# Project Euler: nth lexicographic permutation

Filed Under hisabati, project euler by

Problem 24 from Project Euler asks us to find the nth lexicographic permutation of a sequence of digits:

A permutation is an ordered arrangement of objects. For example, 3124 is one possible permutation of the digits 1, 2, 3 and 4. If all of the permutations are listed numerically or alphabetically, we call it lexicographic order. The lexicographic permutations of 0, 1 and 2 are:

012   021   102   120   201   210

What is the millionth lexicographic permutation of the digits 0, 1, 2, 3, 4, 5, 6, 7, 8 and 9?
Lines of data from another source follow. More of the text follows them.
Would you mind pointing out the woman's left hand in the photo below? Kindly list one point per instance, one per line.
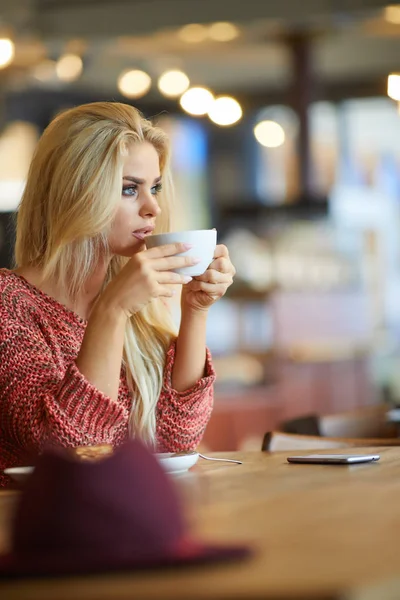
(209, 287)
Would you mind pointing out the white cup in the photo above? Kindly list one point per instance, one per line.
(202, 240)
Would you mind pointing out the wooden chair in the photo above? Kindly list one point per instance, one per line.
(365, 422)
(276, 441)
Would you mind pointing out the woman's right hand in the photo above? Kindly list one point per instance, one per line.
(146, 276)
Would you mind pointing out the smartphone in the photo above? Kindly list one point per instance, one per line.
(334, 459)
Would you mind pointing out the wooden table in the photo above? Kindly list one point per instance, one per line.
(318, 531)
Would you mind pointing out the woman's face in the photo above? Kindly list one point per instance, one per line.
(138, 207)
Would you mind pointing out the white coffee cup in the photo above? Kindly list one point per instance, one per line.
(202, 240)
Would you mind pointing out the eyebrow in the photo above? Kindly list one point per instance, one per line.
(138, 180)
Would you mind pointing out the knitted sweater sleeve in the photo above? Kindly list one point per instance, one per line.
(183, 416)
(41, 402)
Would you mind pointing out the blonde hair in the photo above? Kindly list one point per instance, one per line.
(69, 202)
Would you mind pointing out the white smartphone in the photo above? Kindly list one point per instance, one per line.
(334, 459)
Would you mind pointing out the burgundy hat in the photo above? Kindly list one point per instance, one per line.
(119, 513)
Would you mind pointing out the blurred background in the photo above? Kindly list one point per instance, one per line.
(285, 126)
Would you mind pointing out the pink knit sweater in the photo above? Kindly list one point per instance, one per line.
(44, 397)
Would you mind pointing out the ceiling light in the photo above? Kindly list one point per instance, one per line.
(193, 33)
(269, 134)
(223, 31)
(392, 14)
(225, 111)
(7, 51)
(173, 83)
(134, 84)
(394, 86)
(45, 70)
(197, 101)
(69, 67)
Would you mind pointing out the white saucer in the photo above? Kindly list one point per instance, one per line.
(177, 463)
(19, 474)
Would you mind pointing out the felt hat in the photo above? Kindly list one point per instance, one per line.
(119, 513)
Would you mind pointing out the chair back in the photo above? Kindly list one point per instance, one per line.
(276, 441)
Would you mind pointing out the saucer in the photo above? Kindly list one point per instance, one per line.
(175, 463)
(19, 474)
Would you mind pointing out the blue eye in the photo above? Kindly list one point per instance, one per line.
(156, 189)
(129, 190)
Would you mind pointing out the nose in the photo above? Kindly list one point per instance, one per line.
(150, 206)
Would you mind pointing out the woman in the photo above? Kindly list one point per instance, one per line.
(88, 353)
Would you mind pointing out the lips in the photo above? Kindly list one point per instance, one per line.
(140, 234)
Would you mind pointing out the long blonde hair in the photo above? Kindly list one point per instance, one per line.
(69, 202)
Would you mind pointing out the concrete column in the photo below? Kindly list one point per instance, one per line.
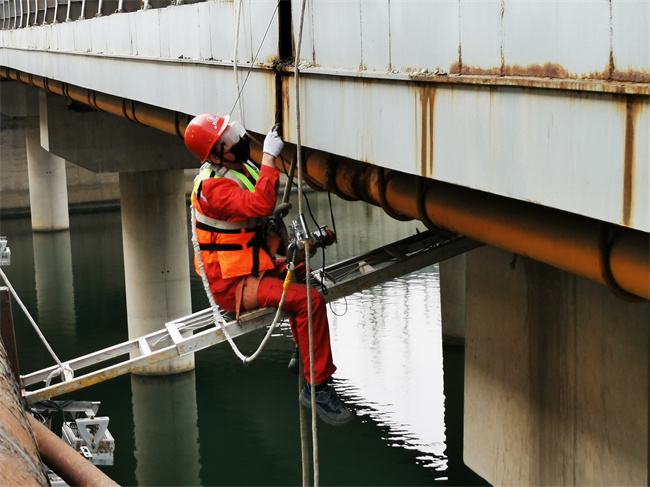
(160, 461)
(156, 264)
(556, 377)
(48, 192)
(452, 299)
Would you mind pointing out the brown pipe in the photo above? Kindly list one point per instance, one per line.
(615, 256)
(568, 241)
(65, 461)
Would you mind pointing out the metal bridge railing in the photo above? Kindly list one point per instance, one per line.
(20, 14)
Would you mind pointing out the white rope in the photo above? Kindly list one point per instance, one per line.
(307, 264)
(218, 318)
(237, 23)
(63, 369)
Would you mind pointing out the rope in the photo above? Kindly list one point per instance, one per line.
(237, 22)
(239, 91)
(63, 369)
(218, 318)
(307, 264)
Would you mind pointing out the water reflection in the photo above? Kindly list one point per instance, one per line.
(166, 433)
(387, 344)
(54, 283)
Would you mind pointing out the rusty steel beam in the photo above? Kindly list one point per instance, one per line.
(615, 256)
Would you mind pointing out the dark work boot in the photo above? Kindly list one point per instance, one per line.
(328, 405)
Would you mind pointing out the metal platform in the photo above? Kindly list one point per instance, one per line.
(199, 331)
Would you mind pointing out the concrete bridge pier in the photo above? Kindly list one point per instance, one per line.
(156, 267)
(154, 209)
(556, 376)
(48, 190)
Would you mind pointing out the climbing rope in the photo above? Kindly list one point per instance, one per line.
(237, 22)
(298, 44)
(64, 370)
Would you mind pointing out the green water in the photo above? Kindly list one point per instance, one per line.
(226, 424)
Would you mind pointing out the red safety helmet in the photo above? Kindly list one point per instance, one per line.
(202, 133)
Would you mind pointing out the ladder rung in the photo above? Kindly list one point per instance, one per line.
(145, 349)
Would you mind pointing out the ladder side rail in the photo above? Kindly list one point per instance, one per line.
(200, 318)
(199, 341)
(103, 355)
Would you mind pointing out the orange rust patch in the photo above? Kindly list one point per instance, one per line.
(427, 106)
(631, 114)
(631, 76)
(548, 70)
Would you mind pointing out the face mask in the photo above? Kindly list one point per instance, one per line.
(241, 149)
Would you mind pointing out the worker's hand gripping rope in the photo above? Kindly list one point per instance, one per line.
(273, 143)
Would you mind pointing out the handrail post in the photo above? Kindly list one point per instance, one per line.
(7, 331)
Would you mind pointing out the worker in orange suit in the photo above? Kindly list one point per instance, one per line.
(233, 199)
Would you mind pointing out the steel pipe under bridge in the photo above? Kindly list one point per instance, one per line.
(616, 256)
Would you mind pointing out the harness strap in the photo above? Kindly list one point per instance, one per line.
(224, 226)
(246, 293)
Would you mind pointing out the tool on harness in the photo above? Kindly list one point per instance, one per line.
(301, 235)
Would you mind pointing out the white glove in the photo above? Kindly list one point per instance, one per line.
(273, 143)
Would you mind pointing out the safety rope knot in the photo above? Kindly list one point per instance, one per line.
(64, 371)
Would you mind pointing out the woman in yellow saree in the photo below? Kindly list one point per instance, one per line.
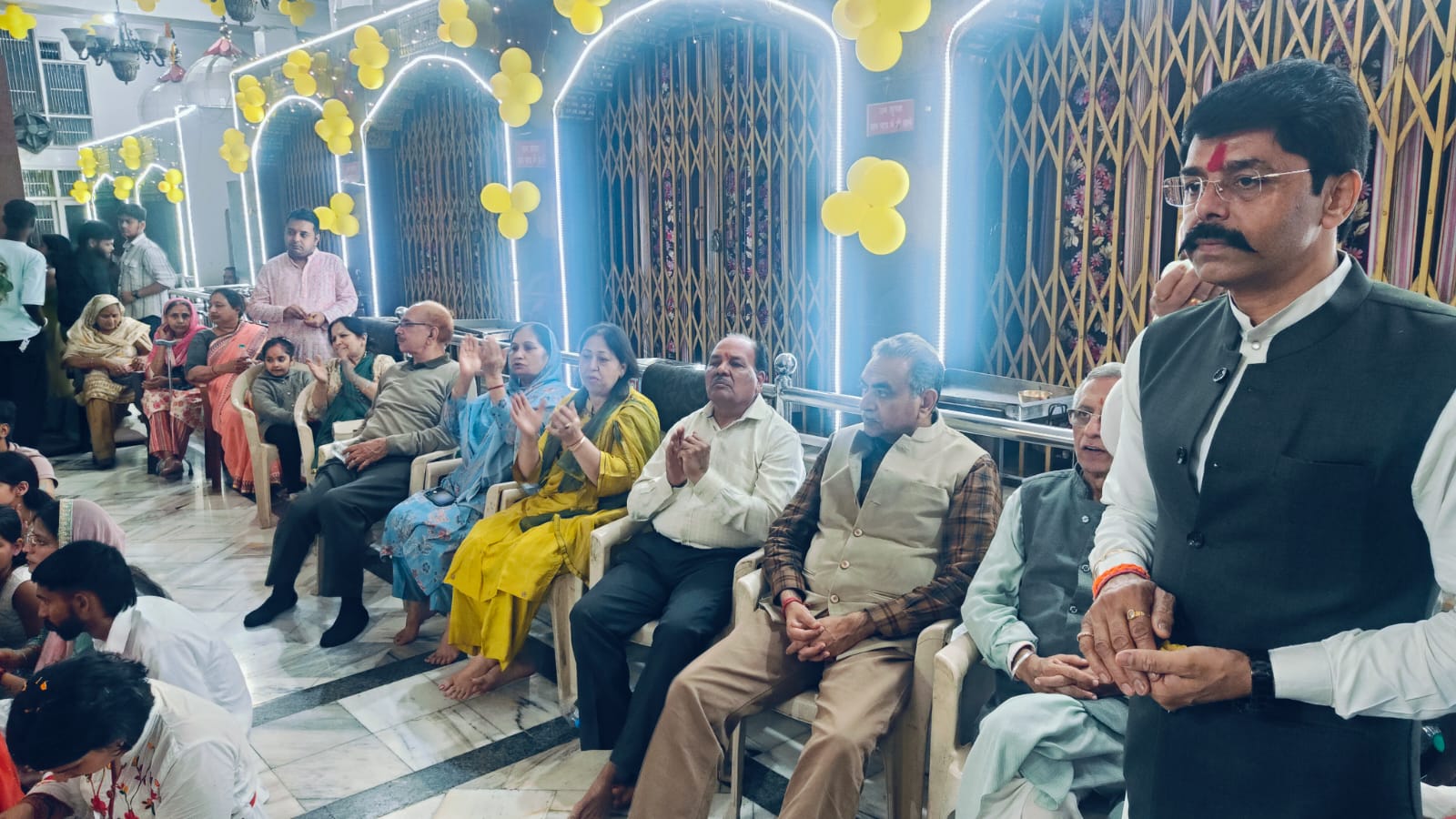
(577, 477)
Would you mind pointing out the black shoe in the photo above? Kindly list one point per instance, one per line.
(349, 624)
(276, 603)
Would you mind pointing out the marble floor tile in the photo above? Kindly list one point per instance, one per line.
(306, 733)
(341, 771)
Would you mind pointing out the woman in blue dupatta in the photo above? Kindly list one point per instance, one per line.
(422, 532)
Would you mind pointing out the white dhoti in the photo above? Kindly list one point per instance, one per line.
(1038, 753)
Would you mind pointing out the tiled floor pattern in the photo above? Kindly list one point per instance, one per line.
(364, 751)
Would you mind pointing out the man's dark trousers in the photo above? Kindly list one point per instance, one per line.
(689, 592)
(341, 504)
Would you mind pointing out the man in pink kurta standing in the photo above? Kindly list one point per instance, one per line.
(298, 293)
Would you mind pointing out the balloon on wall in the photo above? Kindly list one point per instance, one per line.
(877, 28)
(511, 205)
(335, 127)
(516, 87)
(235, 150)
(339, 216)
(868, 207)
(251, 98)
(584, 15)
(370, 56)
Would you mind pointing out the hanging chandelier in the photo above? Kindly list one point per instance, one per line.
(121, 46)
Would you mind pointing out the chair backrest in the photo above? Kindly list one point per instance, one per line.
(676, 388)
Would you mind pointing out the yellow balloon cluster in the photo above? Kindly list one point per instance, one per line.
(339, 216)
(584, 15)
(335, 127)
(868, 207)
(121, 187)
(298, 11)
(131, 152)
(456, 25)
(511, 205)
(251, 98)
(171, 186)
(16, 22)
(516, 87)
(370, 55)
(300, 70)
(875, 26)
(235, 150)
(86, 160)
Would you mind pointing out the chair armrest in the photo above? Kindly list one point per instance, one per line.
(417, 467)
(746, 593)
(436, 471)
(604, 540)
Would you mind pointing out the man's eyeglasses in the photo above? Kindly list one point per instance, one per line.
(1184, 191)
(1081, 417)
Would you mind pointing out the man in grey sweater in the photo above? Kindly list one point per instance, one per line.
(357, 489)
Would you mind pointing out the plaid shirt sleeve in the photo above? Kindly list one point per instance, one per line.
(790, 537)
(968, 528)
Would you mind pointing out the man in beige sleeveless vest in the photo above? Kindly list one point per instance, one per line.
(880, 542)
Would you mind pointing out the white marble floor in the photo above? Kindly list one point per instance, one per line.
(361, 731)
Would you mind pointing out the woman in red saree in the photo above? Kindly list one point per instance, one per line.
(215, 360)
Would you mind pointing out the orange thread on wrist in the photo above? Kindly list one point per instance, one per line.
(1117, 570)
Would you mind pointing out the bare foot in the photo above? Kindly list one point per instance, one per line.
(466, 682)
(601, 797)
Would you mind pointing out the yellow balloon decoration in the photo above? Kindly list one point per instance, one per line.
(516, 87)
(121, 187)
(86, 160)
(171, 186)
(251, 98)
(370, 56)
(868, 207)
(300, 70)
(298, 11)
(584, 15)
(456, 25)
(235, 150)
(339, 216)
(16, 22)
(877, 28)
(131, 152)
(335, 127)
(511, 205)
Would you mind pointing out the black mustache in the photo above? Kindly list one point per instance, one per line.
(1216, 232)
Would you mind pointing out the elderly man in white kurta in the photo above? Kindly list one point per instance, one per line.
(300, 292)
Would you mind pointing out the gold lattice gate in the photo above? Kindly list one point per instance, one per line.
(713, 150)
(446, 142)
(1082, 120)
(296, 171)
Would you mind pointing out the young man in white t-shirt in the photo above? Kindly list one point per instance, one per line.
(22, 346)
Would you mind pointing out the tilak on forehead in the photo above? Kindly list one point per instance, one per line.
(1216, 160)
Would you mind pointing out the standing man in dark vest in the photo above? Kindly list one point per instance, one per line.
(1280, 500)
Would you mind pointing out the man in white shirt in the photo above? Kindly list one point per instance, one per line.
(1280, 497)
(87, 586)
(300, 292)
(711, 490)
(116, 743)
(146, 274)
(22, 344)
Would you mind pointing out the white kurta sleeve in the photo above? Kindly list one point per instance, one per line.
(1404, 671)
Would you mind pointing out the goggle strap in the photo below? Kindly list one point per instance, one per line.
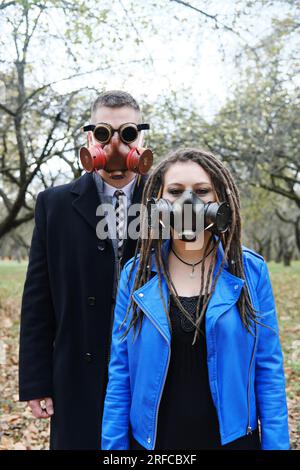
(91, 127)
(143, 127)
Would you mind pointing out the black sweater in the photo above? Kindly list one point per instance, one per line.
(187, 416)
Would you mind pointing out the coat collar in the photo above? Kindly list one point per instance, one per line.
(226, 294)
(87, 199)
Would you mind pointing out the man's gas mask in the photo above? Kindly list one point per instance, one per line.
(103, 153)
(188, 216)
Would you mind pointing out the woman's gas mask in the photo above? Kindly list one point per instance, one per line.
(105, 153)
(188, 216)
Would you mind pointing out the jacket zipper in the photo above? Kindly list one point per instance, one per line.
(165, 375)
(249, 429)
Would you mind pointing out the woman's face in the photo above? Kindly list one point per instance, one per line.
(188, 175)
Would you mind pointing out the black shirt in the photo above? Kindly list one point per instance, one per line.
(187, 417)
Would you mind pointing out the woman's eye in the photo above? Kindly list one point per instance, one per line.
(175, 192)
(202, 191)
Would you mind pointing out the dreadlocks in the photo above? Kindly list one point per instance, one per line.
(225, 190)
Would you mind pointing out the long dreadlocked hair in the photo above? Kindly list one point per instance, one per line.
(225, 190)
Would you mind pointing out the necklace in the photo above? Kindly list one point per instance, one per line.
(192, 274)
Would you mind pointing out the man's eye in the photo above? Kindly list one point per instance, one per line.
(174, 192)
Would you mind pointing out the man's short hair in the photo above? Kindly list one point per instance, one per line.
(115, 99)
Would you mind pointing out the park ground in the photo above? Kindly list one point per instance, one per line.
(19, 430)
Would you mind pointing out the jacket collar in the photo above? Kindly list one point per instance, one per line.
(226, 294)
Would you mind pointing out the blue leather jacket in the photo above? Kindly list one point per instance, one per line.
(245, 371)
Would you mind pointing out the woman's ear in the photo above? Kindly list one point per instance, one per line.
(160, 191)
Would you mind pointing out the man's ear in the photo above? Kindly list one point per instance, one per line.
(141, 139)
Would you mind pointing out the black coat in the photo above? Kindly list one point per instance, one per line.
(66, 312)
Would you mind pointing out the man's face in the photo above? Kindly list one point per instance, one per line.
(116, 117)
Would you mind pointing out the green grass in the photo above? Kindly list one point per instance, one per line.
(12, 277)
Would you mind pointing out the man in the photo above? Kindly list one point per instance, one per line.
(69, 292)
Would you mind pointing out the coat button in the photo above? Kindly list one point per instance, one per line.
(88, 357)
(91, 300)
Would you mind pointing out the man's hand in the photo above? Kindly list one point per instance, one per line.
(41, 410)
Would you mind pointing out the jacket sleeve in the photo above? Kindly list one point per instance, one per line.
(269, 372)
(115, 421)
(37, 318)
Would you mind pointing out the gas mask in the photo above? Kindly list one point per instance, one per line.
(188, 216)
(111, 155)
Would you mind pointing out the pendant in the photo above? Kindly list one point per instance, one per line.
(192, 274)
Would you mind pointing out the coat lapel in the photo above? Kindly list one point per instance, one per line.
(87, 199)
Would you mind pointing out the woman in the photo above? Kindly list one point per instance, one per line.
(196, 361)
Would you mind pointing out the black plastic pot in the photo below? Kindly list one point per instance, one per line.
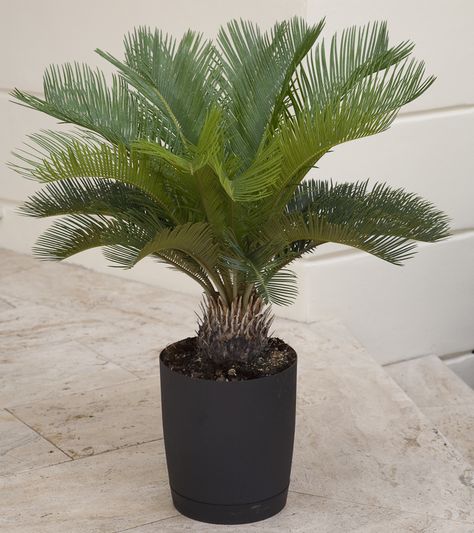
(228, 446)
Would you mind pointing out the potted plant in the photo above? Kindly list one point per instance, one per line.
(195, 154)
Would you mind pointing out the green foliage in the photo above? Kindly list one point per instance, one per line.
(195, 154)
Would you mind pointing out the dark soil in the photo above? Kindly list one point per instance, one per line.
(182, 357)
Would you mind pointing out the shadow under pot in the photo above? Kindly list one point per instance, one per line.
(229, 445)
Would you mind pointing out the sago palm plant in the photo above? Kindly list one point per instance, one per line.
(195, 154)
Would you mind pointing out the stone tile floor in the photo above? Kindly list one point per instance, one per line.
(80, 434)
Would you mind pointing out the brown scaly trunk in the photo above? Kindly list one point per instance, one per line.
(233, 333)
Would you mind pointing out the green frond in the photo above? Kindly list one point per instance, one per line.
(257, 68)
(382, 210)
(175, 77)
(76, 233)
(59, 156)
(95, 196)
(317, 230)
(195, 154)
(196, 240)
(78, 94)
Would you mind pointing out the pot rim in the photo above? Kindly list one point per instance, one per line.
(225, 383)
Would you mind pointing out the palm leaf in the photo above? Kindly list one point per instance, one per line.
(78, 94)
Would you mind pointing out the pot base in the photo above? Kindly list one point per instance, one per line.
(229, 514)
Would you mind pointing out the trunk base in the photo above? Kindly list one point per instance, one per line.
(229, 514)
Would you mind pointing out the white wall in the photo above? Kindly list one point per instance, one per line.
(426, 306)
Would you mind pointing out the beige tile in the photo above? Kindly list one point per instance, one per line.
(310, 514)
(5, 305)
(138, 349)
(429, 382)
(23, 449)
(85, 289)
(456, 422)
(104, 493)
(26, 325)
(13, 263)
(100, 420)
(360, 438)
(47, 371)
(322, 344)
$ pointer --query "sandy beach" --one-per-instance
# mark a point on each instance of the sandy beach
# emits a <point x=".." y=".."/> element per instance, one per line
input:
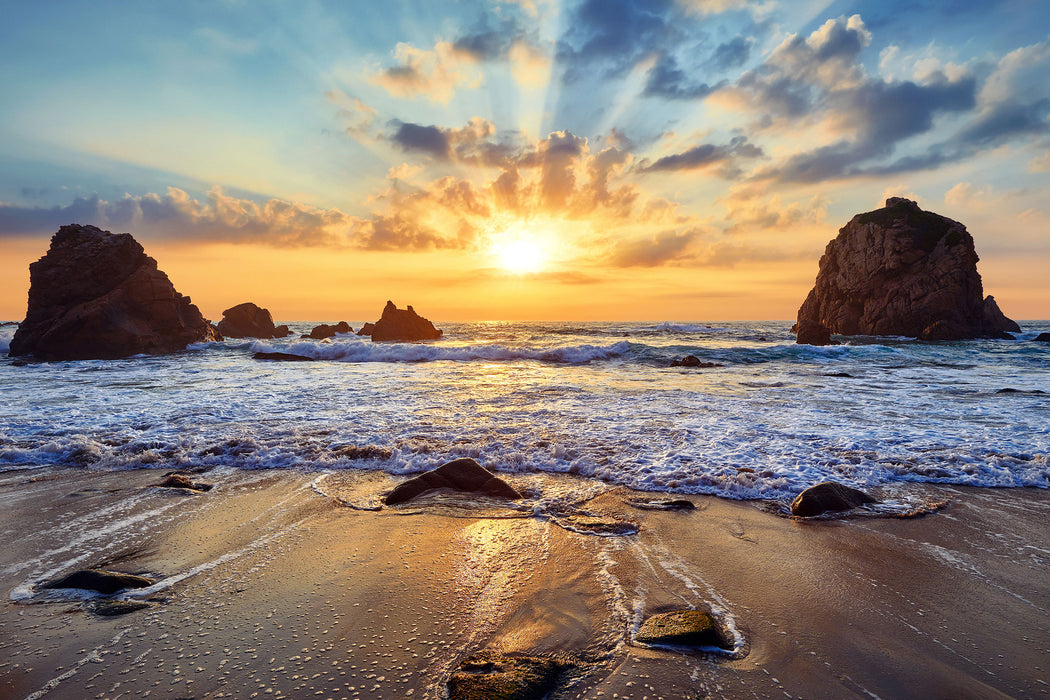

My first instinct was to write a routine that would enumerate permutations of a sequence of digits in lexicographic order. This would involve two functions: the first would take a permutation and return the next lexicographic permutation of the digits. The next function would call the first 999999 times, starting with the first sequence (0123456789) and passing intermediate values as it went along. The main function is below.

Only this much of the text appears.